ERTE: The ban on dismissing staff will remain in the new extension


ERTE: The ban on dismissing staff will remain in the new extension

According to the Minister of Labour, Yolanda Díaz, in an interview with La Sexta yesterday, any company that takes advantage of an ERTE as of June 1st will maintain the current prohibition to dismiss any employee from their workforce during the following six months. She made it clear that there is no possibility of eliminating this requirement form the extension negotiations. 

This means that any companies that want to continue benefiting from the advantages of ERTEs will have to keep all their employees until at least December. This was one of the big obstacles in the negotiation of the last extension, and everything indicates that it will continue to be so now, since the employers unions have warned that many companies are in a critical situation and will have to cut staff if they want to stay afloat.

Even organizations such as the Bank of Spain have positioned themselves in favour of making adjustments, something that, on the contrary, the Government categorically rejects as well as the unions.

In the last negotiation the CEOE tried to make the Government more flexible on this clause, and demanded right until the last minute that companies only had to return the exonerated social contributions of the workers they dismissed, not those of the entire workforce, something to which the Government will surely demand again in the first meeting on May 6th.

Diaz also hinted that the new extension will be very similar to the one we have now, since "it has worked very well and if it’s not broken, it doesn’t need fixing."  "Reopening a debate on what mechanism we want does not make sense," she defended.
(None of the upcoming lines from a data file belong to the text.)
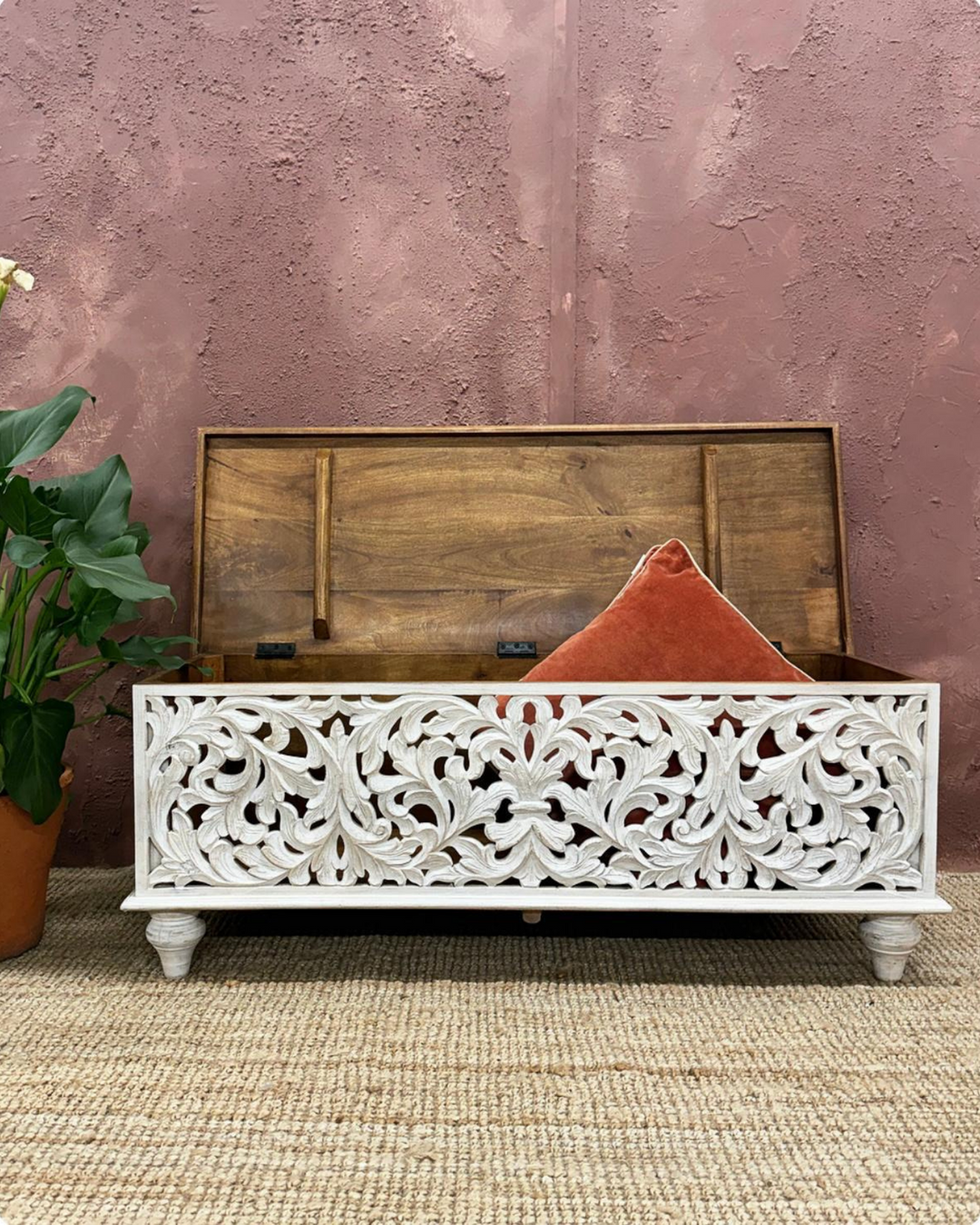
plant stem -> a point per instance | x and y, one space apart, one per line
73 668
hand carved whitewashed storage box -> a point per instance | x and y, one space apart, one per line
377 767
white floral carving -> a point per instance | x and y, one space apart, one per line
815 793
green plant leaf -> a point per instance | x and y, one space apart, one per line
34 737
143 652
100 500
26 552
27 433
119 548
24 512
100 614
122 576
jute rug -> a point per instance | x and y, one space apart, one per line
410 1070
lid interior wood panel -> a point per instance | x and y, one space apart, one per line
446 542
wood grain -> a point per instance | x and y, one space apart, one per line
712 514
322 516
446 542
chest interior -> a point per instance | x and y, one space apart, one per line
399 555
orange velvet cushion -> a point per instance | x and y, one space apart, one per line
668 623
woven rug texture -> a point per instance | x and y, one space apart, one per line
409 1068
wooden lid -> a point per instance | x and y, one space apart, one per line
440 542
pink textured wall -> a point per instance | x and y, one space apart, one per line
346 213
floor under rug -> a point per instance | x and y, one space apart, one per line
444 1070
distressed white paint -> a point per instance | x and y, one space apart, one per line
653 798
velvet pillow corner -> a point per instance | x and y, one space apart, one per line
668 623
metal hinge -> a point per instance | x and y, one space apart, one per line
275 651
517 651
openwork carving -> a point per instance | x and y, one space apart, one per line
812 793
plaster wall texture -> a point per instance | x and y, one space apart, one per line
335 213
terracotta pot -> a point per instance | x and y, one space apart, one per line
26 854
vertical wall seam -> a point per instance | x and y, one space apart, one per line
564 213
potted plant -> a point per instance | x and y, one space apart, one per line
71 571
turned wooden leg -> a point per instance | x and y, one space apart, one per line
889 938
175 934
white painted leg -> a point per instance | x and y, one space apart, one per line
889 938
175 934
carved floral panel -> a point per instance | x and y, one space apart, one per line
810 793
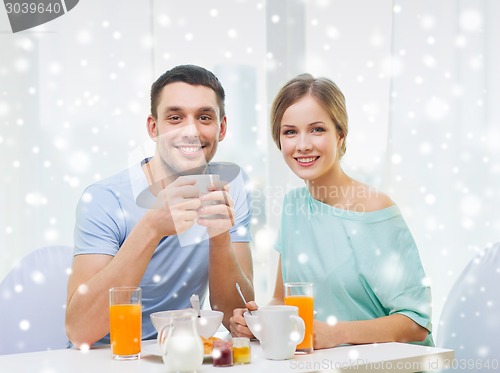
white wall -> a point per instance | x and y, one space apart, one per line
421 81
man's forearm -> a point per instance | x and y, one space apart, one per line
226 267
87 313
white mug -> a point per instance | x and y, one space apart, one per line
278 328
203 182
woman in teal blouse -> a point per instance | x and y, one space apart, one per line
350 240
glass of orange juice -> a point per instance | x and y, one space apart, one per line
300 294
125 322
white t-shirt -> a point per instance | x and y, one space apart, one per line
109 209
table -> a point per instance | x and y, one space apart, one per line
382 357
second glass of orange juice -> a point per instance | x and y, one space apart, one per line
125 322
300 294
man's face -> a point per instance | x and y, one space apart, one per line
188 127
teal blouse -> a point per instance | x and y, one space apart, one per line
364 265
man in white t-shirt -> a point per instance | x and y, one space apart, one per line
146 227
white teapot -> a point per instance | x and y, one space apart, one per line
180 345
278 328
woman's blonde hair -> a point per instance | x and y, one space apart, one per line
324 90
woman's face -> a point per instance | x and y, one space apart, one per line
309 139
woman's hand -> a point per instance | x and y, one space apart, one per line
237 324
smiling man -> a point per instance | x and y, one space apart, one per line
128 226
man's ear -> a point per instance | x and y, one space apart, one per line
222 129
152 127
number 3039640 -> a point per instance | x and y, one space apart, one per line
33 8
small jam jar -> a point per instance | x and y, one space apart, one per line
222 353
241 351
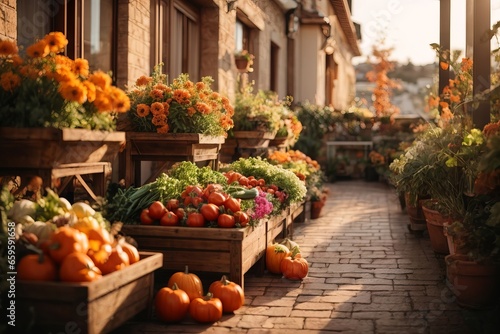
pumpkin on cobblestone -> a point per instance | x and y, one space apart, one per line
171 304
275 253
294 267
188 282
230 294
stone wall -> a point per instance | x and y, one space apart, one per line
8 19
133 50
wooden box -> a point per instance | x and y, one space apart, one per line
167 148
228 251
94 307
50 147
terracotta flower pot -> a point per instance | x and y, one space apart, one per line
475 285
435 221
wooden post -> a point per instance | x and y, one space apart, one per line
444 39
478 17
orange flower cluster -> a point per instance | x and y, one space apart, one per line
46 74
181 107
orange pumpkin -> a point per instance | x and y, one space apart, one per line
117 260
65 241
171 305
132 252
78 267
230 294
188 282
294 267
206 309
275 253
36 267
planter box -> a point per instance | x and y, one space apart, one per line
166 148
229 251
50 148
94 307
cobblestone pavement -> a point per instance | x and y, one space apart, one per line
368 274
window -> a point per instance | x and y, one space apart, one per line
87 24
175 37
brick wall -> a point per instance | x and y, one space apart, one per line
8 19
133 50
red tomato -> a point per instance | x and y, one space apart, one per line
169 219
210 211
195 219
180 212
156 210
217 198
145 218
232 204
172 204
226 221
241 218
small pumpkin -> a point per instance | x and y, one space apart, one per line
66 240
117 260
206 309
294 267
230 294
36 267
171 304
275 253
78 267
188 282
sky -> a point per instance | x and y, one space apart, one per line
410 27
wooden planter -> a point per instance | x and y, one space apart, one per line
229 251
94 307
51 148
55 153
166 148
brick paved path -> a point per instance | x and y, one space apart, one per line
368 274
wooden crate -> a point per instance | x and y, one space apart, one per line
50 147
166 148
94 307
228 251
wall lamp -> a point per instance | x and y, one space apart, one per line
231 5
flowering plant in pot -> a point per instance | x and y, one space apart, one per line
43 88
182 106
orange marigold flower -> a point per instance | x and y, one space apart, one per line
142 110
38 50
120 100
91 90
143 80
181 96
156 94
100 79
162 129
159 120
9 81
466 64
73 91
8 48
166 108
81 67
203 108
161 86
56 41
157 108
102 102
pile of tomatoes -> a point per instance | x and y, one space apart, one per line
198 207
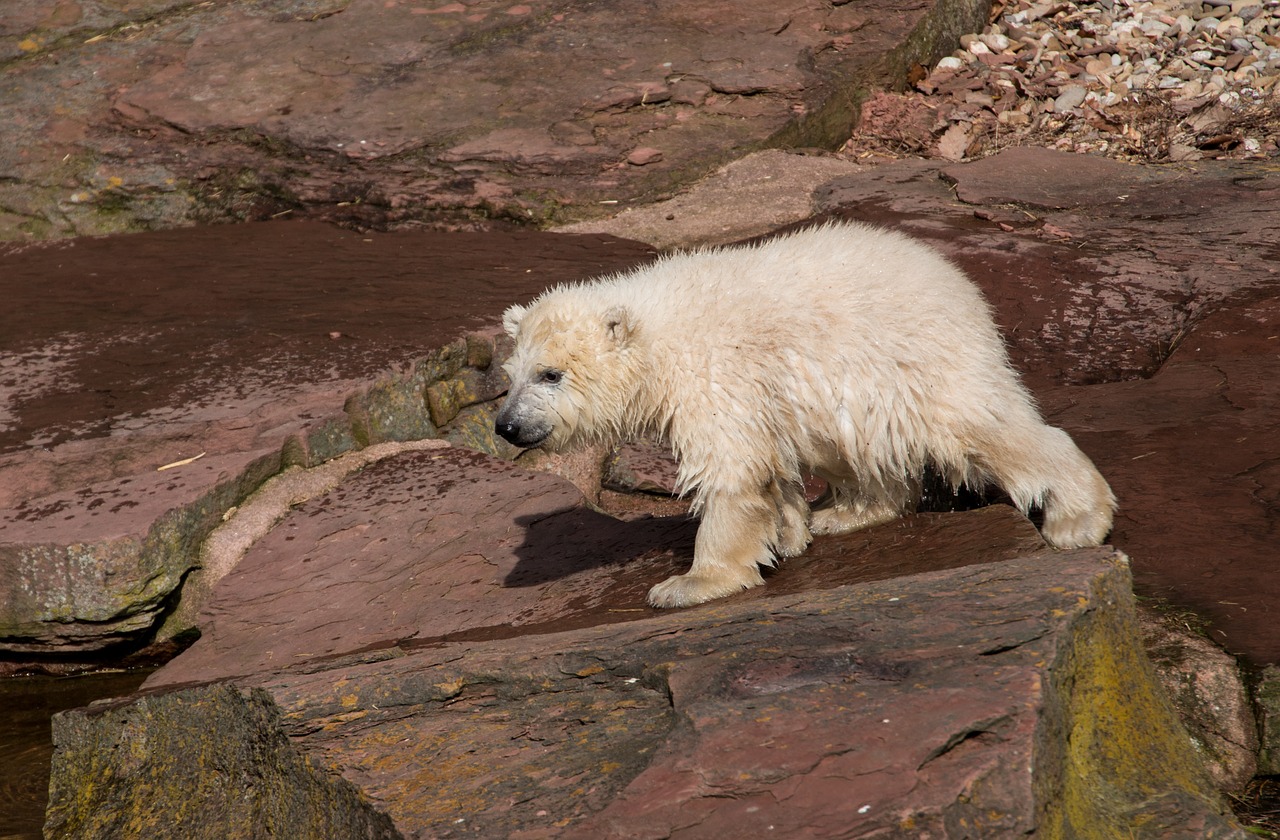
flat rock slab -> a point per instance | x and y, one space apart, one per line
1143 306
451 543
223 354
999 699
387 113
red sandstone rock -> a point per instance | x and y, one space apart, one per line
394 113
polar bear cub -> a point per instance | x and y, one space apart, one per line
846 351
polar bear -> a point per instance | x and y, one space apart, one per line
846 351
However, both her Social Security counterpart, José Luis Escrivá, and the vice president of the Government, Nadia Calviño, have suggested that in the new extension they will give more bonuses to reactivated workers than to those who continue in ERTE, in the style of what they did last summer.

Díaz did not want to enter into the controversy of the term of the new extension, although Escrivá already has already said that it will be for three or four months again, probably until September. "Let's not close the door because we can’t afford to make a mistake at this stage, but of course this mechanism will continue until it is necessary," she said.

What Díaz did specify is the current number of workers who continue in ERTE: 650,000 today, of which 200,000 have a part-time suspension and the rest are ERTE suspended in sectors which are "very affected" by the crisis, such as  tourism and travel agencies, culture and transport. This means that in the month of April they have been reduced by almost 100,000 due to the easing of restrictions.